Was die FDP jetzt braucht ist Rebellengeist. „Punk, not Posh“ muss ihr Motto heißen. Sie muss für Erneuerung und Aufbruch stehen, nicht für das Erhalten eines saturierten status quo. Der vielgescholtene Manchesterliberalismus kann da einen Weg weisen. Sein Begründer Richard Cobden machte den Liberalismus zu einer Sache des kleinen Mannes. Sein Kampf für den Freihandel machte seine Ideen massenkompatibel. Es gelang ihm, deutlich zu machen, dass Freiheit jedem nutzt. Er patronisierte nicht den weniger wohlhabenden Teil der Bevölkerung, er nahm ihn ernst und gab ihm eine Perspektive.

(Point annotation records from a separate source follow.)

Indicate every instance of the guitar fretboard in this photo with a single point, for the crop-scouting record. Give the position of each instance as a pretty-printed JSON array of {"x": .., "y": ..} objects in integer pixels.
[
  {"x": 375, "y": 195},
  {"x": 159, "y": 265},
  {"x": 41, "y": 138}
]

Er setzte auf Chancen statt auf Almosen.

Wenn die FDP wieder eine relevante Rolle spielen will im politischen Geschäft, muss sie sich um diese Haltung mühen. Sie muss sich von der Phrasendrescherei des bundesrepublikanischen Politik-Establishments verabschieden und wieder in die Rebellenrolle schlüpfen. Liberalismus verträgt sich besser mit Rebellentum als mit Herrschaft. Denn der Liberalismus glaubt an den Fortschritt, an die Fähigkeit des Individuums, in freier Kooperation sein eigenes Schicksal zu verbessern. Die FDP muss in den Jagdgründen der Piraten, der Grünen, der SPD und der Linken wildern statt ein Appendix einer positionsentleerten CDU zu bleiben. Die FDP muss staatsskeptisch werden statt staatstragend zu bleiben. Und die FDP muss den Menschen auf Augenhöhe begegnen anstatt sie von oben herab zu behandeln. Denn die Menschen wollen nicht Mitgefühl, sie wollen ernstgenommen werden. Am besten funktioniert das, wenn man versucht, ihnen die eigene Überzeugung zu vermitteln. Die liberale Überzeugung, dass der Mensch dann glücklich wird, wenn er Verantwortung für sein eigenes Leben übernehmen kann.